Now, Stanford students are assessing the data and classifying trash into higher and lower risk categories. Then, Rosser and her colleagues will analyze which areas are at greatest disease risk. Their work builds upon prior dengue research conducted by LaBeaud and colleagues in these communities.
Rosser and LaBeaud hope the findings can help communities in Kenya and beyond understand the risk associated with different types of trash and prioritize interventions such as trash cleanups and recycling.
A growing career
As Rosser moves into her new position as an Assistant Professor at Stanford, she maintains her longtime passion for conservation and ecology. Now, however, she also brings an avid interest in innovation and a deep commitment to working alongside communities most vulnerable to climate change to support their ability to adapt.

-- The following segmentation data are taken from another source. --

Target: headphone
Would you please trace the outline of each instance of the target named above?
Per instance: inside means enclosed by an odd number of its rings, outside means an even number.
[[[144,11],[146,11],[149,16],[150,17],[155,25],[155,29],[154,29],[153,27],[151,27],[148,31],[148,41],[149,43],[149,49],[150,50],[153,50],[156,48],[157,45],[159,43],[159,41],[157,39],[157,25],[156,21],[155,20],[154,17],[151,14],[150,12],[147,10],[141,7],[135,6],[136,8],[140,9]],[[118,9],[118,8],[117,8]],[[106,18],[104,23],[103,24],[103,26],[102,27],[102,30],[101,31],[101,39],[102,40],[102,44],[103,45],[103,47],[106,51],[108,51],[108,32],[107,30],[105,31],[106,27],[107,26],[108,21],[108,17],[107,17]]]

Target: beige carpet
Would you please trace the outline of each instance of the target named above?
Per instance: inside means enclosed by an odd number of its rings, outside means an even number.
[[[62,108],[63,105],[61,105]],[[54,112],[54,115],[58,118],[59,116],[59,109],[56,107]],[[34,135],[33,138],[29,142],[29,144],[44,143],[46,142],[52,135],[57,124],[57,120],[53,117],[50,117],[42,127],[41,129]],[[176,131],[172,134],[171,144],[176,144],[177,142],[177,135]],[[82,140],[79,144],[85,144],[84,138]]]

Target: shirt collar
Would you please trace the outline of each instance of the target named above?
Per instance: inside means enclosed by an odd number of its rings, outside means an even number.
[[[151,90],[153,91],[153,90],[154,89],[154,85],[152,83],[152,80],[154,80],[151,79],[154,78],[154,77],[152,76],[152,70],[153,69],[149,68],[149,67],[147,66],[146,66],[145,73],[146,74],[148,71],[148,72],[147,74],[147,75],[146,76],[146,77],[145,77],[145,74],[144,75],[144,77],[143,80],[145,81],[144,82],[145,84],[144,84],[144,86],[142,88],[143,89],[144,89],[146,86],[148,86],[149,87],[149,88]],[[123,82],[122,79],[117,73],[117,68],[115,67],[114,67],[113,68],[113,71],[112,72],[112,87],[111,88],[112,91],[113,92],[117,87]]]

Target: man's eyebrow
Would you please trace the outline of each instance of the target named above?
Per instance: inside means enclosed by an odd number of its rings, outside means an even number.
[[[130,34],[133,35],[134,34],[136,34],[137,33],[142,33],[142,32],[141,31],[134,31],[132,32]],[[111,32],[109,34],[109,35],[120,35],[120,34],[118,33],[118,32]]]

“Joelle’s compassionate, interdisciplinary, community-centered approach to addressing challenges around climate change and health illuminates the value of women’s leadership in tackling these complex and growing problems,” said LaBeaud.
Rosser credits the Global Health Seed Grant and Global Health Equity Scholars fellowship with helping shape and launch her career as a climate and health researcher.
Mentors like LaBeaud and Luby have shown her by example how to build strong collaborations across disciplines with international collaborators, she said.
“We’re all going to need to adapt, and we can learn a lot by helping communities that are impacted first,” she said.